The study examined the mood, body anxiety and weight dissatisfaction of 120 female college students, who were divided into three groups. One group was asked to watch the British version of How to Look Good Naked, a program geared toward promoting a positive body image. The second watched Britain and Ireland's Next Top Model, a show promoting an idealized, thin body shape. And the third watched a neutral nature documentary.

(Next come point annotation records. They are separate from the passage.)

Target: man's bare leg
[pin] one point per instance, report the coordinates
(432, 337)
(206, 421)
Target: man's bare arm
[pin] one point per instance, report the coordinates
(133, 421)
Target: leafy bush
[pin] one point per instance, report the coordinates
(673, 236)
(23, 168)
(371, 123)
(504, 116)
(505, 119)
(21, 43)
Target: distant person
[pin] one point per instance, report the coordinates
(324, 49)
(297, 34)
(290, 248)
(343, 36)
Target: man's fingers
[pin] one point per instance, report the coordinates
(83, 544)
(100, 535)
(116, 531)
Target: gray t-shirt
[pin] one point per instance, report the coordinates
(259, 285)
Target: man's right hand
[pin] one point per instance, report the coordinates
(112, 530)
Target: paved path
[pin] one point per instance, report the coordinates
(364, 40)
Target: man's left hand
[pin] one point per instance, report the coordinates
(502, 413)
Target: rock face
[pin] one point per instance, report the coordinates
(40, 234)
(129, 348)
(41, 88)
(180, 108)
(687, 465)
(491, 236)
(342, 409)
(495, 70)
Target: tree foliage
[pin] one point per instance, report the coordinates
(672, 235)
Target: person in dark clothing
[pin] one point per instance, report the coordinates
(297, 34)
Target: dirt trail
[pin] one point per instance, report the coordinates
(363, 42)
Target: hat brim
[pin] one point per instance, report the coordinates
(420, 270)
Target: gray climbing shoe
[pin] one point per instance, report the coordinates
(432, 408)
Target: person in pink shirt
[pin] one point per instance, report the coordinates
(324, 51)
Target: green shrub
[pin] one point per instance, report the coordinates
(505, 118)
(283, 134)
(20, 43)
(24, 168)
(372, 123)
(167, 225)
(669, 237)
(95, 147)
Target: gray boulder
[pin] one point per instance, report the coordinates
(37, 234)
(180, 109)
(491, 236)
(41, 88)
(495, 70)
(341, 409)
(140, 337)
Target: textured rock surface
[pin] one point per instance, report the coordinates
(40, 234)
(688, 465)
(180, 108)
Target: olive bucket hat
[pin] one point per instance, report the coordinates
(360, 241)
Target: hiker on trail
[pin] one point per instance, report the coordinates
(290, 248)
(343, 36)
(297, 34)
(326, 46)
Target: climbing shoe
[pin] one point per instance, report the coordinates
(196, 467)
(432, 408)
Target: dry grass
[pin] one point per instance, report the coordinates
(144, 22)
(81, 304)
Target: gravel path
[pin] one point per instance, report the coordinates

Participants who watched the nature documentary were found to be happier afterward, while those who watched Next Top Model were less happy than they were before seeing the show. Participants who watched How to Look Good Naked recorded no change in mood. However, both How to Look Good Naked and Next Top Model significantly increased participants' body anxiety and weight dissatisfaction, the Huffington Post reports.
Lead researcher Viren Swami told the Huffington Post a major problem with body image-boosting shows is they still emphasize attractiveness.
"Because the focus is on the body, you become more aware of your own concerns and how you feel about your body," Dr. Swami said. "The women [on How to Look Good Naked]all have problems with their bodies and are trying to improve them. The implicit suggestion is that you should be doing the same."
As the Huffington Post points out, you're probably better off watching the Discovery Channel or turning off the television altogether.
Do you feel worse after watching programs intended to make you feel better about your body?